NASゲートウエイを利用して秘密分散法で守りをかためる手法とは?

秘密にしたい情報を守る方法として普通に思いつくものとしては、金庫などの安全な場所へ入れておき鍵をかける方法などが一般的です。

確かに、安全な方法ですが、1つの金庫に全てを入れてしまうのでは完全とは言えません。その情報をいくつかに分けた上で、複数の場所に分散して保存する方が好ましいことは、言うまでもありません。

そして、全ての情報がそろわないと、秘密にしている情報の中身を、完全には確認できないようにすれば、さらに安全です。

実は、デジタル化された情報に付いても、同じような方法で、保存することが可能となっています。

それが「NASゲートウエイ」を利用して、データを複数の記憶装置(ストレージ)に分散して保存、管理する技術です。

NASゲートウエイと秘密分散法の関係は?

NASゲートウエイ(NASヘッド)とは、ネットワーク上に設置して、複数の端末からデータを保存、閲覧できるストレージであるNAS(ネットワーク・アタッチト・ストレージ)から、実際にデータを保存する機能を除いた部分を、独立して製品化したものです。

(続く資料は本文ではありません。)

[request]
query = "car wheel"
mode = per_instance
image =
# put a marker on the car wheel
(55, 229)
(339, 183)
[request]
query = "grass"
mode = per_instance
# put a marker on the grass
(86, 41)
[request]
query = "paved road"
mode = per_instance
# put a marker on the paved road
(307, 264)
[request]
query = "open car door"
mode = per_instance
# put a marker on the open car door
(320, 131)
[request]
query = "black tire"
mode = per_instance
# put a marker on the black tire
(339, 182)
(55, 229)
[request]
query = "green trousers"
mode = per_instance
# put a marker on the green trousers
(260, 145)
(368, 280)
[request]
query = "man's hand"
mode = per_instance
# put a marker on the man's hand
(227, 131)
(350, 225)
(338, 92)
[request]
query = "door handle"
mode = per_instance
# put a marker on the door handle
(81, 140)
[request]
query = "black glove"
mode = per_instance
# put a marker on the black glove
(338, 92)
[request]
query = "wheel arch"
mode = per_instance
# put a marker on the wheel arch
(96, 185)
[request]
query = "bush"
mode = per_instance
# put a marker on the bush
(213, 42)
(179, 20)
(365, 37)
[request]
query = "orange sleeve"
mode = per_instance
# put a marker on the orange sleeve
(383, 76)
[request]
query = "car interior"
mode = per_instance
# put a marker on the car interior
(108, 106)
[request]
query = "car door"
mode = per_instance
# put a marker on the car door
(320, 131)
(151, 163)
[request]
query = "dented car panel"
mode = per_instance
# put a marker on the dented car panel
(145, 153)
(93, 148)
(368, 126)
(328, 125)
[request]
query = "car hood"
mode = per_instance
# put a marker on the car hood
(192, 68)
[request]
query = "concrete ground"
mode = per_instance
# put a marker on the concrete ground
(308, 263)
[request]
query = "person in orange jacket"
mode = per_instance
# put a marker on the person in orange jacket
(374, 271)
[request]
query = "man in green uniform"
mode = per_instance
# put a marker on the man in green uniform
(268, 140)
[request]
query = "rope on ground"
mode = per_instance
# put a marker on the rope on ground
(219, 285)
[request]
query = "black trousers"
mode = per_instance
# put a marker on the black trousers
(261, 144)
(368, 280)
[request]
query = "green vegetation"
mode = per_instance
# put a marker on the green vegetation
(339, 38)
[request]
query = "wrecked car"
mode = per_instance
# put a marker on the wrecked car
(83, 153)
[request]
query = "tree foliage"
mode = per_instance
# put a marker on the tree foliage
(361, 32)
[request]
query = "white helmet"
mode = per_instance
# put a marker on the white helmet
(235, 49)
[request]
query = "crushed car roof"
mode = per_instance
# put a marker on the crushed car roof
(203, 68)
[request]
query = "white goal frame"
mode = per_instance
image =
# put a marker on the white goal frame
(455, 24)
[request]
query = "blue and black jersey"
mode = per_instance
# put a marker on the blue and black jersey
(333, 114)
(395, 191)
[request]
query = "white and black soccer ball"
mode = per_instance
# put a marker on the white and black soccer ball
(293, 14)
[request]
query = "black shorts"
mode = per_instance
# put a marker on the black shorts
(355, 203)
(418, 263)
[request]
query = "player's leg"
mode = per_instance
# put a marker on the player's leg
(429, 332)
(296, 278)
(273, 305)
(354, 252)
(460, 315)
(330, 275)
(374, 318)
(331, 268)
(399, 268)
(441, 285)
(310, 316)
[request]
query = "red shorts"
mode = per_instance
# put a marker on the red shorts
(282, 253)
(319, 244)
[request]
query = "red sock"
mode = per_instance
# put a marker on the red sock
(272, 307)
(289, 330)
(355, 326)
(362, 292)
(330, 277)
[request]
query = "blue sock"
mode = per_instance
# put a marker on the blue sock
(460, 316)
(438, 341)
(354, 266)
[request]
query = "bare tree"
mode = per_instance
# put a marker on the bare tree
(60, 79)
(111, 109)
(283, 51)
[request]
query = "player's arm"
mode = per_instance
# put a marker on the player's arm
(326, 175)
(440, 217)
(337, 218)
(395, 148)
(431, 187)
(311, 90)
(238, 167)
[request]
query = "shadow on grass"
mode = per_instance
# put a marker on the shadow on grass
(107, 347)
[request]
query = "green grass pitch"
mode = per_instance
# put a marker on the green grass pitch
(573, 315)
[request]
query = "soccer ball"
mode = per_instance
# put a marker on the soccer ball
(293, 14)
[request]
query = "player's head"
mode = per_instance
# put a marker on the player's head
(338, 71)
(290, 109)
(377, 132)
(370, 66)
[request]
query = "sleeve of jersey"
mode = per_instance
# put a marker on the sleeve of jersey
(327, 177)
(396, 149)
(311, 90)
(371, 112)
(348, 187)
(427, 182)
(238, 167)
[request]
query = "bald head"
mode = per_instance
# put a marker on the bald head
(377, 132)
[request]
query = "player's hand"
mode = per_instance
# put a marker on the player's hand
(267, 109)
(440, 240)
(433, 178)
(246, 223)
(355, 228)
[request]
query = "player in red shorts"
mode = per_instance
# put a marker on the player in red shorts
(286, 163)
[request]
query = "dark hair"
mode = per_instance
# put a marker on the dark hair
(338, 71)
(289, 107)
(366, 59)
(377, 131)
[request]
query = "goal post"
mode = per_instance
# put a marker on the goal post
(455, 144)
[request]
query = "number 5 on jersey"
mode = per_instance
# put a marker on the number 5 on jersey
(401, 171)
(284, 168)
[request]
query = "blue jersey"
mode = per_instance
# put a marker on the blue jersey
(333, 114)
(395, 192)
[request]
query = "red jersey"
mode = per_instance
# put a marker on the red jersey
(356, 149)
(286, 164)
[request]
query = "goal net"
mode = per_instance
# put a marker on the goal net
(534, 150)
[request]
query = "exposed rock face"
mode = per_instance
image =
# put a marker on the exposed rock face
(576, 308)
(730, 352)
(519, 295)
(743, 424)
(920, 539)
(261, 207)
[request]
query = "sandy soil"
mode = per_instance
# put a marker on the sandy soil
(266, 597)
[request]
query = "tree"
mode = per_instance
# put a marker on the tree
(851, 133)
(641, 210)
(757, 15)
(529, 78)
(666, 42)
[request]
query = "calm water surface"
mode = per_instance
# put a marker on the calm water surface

具体的には、接続された複数のストレージを利用したファイル共有、アクセス制限、およびユーザー管理などの機能のみを、独立してコントロールする製品です。

このような製品があれば、接続した多数のストレージを、同時にコントロールすることが、可能となります。

しかも、USB接続にのみ対応した外部のストレージだけではなく、同じネットワーク上の他のNASや、クラウド上のストレージなどを、同時にコントロールすることが可能です。

このように、ストレージ機能を含めた、全ての機能が一体化したNAS製品とは異なり、簡単に外部のストレージを配下に置くことができる点が、NASゲートウエイの特徴ですが、それだけではありません。

保存するデータを、複数のストレージに分散して保存することによって、セキュリティ対策のレベルを、大幅にアップできます。それが「秘密分散法」と呼ばれているデータ保存方式です。

最も重要な情報に付いては、分散したデータの1つをUSBメモリなどに入れておき、それ自体を金庫などで厳重に守るような手法も、想定されます。

NASゲートウエイと秘密分散法を組み合わせるメリットは?

秘密分散法によって、複数のストレージに分散されて保存されたデータは、保存先の全てのストレージ内の分散データを手に入れなければ、元のデータを復元できません。

そのため、万が一、保存先のストレージの一部に、外部から侵入されたとしても、侵入を防ぎきったストレージが1つでもあれば、結果としてデータは完全に守られます。

このような機能を備えている製品が、すでに登場しています(A.T.WORKS社の「Blessta(ブレスタ)」など)。

秘密分散法は、1979年に米国で考案された暗号方式ですが、これをNASヘッドへ搭載することによって、さらに高度なセキュリティ対策が可能となりました。

このような対策の必要性は、ネットワーク上の脅威が増加することによって、さらに高くなっています。それは、外部からの侵入を完全に遮断することが、非常に困難となっている、という事情によります。

最初から、侵入される可能性を考慮して、保存したデータの流出を簡単には許さないようなシステムを、築いておく必要があります。そのためには、このように厳重なセキュリティ対策が必要とされます。

NASゲートウエイと秘密分散法は最高のタッグチーム?

全く異なる技術を組み合わせることによって、高度なセキュリティ対策を可能とする手法は、今後の通信業界の傾向にも、影響を与えるかもしれません。

つまり、これまで当たり前に利用してきた技術を、一見、関連性のないように思える別の技術と組み合わせることによって、予想外に大きな効果を生む可能性を、考えるのではないでしょうか。

特に、セキュリティ対策の分野では、防御の機能を、常にアップデートする必要があります。侵入者を圧倒するような早いテンポで、守りを固めなければ、すぐに侵入する側との競争に負けてしまいます。

そして、負けた瞬間に、そのネットワークの信頼性も、失われてしまいます。この世界から、これまで信頼してきた存在が、急に消滅するような状況は、とても許容できるものではありません。